As well as being an explicit recommendation in the CEDAW Concluding Observations, the incorporation of CEDAW into Scots law has been a key ask of Engender for some decades. Engender published a our Holyrood Manifesto making a specific call for incorporation in 2016, and this was also a recommendation of the First Minister’s National Advisory Council on Women and Girls in 2018. The First Minister’s Advisory Group on Human Rights Leadership made a recommendation that a range of instruments, including CEDAW, be incorporated in 2018. The Scottish Government has made progress on this recommendation, announcing in June 2019 the creation of a National Taskforce for Human Rights Leadership to oversee work for human rights legislation covering all areas of devolved responsibility. The Programme for Government 2019-20 included incorporation of the UN Convention on the Rights of the Child, and the Scottish Government has committed to incorporation of rights belonging to women.
CEDAW sets out women’s rights to equality and non-discrimination. While this report has set out that Scotland is taking steps to recognize many of the rights included in CEDAW, while it exists only as an international treaty to which the Scottish Government is not directly accountable to, there is no legal obligation for them to act.
Successive UK governments have failed to act despite repeated recommendations for CEDAW’s full incorporation into UK law by the CEDAW Committee. The incorporation of the rights enshrined in CEDAW into Scots Law would show both political commitment to women’s equality, and empower women to use the Scottish Courts to uphold their rights. Engender has produced a paper exploring incorporation of CEDAW here.

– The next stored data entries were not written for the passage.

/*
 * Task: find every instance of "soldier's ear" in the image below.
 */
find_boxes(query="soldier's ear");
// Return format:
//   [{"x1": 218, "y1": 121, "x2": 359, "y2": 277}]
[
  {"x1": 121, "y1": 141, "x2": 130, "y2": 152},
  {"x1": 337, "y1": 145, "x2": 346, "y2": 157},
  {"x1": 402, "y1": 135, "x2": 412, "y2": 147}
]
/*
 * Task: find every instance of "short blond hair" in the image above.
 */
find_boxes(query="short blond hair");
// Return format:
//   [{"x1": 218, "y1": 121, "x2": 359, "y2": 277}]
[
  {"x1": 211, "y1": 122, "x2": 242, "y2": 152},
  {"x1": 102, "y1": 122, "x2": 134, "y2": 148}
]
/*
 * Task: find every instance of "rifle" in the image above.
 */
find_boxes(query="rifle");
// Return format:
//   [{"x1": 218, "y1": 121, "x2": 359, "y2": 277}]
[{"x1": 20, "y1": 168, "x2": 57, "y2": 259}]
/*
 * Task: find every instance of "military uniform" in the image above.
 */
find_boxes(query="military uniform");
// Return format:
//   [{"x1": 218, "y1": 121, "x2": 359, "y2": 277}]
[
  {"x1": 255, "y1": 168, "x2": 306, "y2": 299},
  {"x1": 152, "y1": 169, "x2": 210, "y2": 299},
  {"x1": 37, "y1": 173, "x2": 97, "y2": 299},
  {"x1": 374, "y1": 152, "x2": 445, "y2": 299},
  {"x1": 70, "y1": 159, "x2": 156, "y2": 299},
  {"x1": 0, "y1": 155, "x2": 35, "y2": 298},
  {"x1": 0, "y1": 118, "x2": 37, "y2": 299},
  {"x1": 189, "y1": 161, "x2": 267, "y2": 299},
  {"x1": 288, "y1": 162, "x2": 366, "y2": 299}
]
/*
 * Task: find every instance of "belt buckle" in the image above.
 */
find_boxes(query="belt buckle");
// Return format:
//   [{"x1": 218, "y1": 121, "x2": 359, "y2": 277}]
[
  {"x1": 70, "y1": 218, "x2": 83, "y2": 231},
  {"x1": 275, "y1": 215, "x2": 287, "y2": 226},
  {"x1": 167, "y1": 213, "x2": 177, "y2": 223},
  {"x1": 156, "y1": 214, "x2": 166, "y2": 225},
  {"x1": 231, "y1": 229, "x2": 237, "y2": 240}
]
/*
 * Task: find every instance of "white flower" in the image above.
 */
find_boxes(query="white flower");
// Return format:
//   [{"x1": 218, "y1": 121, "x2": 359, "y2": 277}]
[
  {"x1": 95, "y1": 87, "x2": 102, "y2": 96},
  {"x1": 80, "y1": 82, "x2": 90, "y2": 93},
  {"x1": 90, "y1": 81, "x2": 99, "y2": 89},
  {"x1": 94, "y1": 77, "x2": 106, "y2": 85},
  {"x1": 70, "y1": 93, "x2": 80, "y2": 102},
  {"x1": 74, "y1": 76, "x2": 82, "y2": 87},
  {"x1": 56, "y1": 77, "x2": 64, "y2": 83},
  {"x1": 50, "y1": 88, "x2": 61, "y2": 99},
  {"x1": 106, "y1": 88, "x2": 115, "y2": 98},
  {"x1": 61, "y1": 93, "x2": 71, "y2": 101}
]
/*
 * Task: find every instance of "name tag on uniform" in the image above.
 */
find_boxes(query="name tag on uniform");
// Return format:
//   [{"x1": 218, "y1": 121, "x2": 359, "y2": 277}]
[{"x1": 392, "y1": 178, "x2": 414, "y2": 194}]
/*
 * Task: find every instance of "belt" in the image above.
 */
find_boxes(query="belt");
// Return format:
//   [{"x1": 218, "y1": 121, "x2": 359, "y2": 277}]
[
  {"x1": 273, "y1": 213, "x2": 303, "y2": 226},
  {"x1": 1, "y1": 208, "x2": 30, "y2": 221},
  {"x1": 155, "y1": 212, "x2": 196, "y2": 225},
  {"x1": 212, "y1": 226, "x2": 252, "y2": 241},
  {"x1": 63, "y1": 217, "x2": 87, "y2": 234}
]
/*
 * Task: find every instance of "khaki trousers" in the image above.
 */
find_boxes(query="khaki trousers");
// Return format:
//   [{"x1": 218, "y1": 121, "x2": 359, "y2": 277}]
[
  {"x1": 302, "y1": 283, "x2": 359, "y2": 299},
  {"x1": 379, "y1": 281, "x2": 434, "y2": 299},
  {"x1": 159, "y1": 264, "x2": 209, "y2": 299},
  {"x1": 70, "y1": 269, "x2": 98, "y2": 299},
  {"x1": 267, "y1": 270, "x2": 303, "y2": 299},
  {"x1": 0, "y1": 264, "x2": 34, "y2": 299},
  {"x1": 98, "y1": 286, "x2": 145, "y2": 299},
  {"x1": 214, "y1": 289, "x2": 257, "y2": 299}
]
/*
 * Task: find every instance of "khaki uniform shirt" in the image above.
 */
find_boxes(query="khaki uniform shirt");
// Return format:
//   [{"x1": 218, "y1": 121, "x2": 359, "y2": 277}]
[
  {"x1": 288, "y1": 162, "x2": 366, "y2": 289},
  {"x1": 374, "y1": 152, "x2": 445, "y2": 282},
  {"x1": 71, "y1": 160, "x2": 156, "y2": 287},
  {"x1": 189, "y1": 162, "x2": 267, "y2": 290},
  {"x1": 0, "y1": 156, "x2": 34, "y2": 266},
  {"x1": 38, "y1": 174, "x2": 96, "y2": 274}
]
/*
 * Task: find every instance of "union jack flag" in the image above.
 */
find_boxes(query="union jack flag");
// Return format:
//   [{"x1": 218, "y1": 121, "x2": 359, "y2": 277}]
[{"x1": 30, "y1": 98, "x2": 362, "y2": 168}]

The Scottish Government has announced its intention to incorporate CEDAW into Scots Law as part of planned legislation, alongside a number of recommendations from the National Taskforce for Human Rights Leadership. The rights set out in CEDAW – including education, employment, health, public and political life – are under significant threat as a result of Brexit and over a decade of austerity, and incorporation will mean that women can claim our rights in our local court. Critically, public bodies – including Scottish Government - will need to make women’s substantive equality a reality.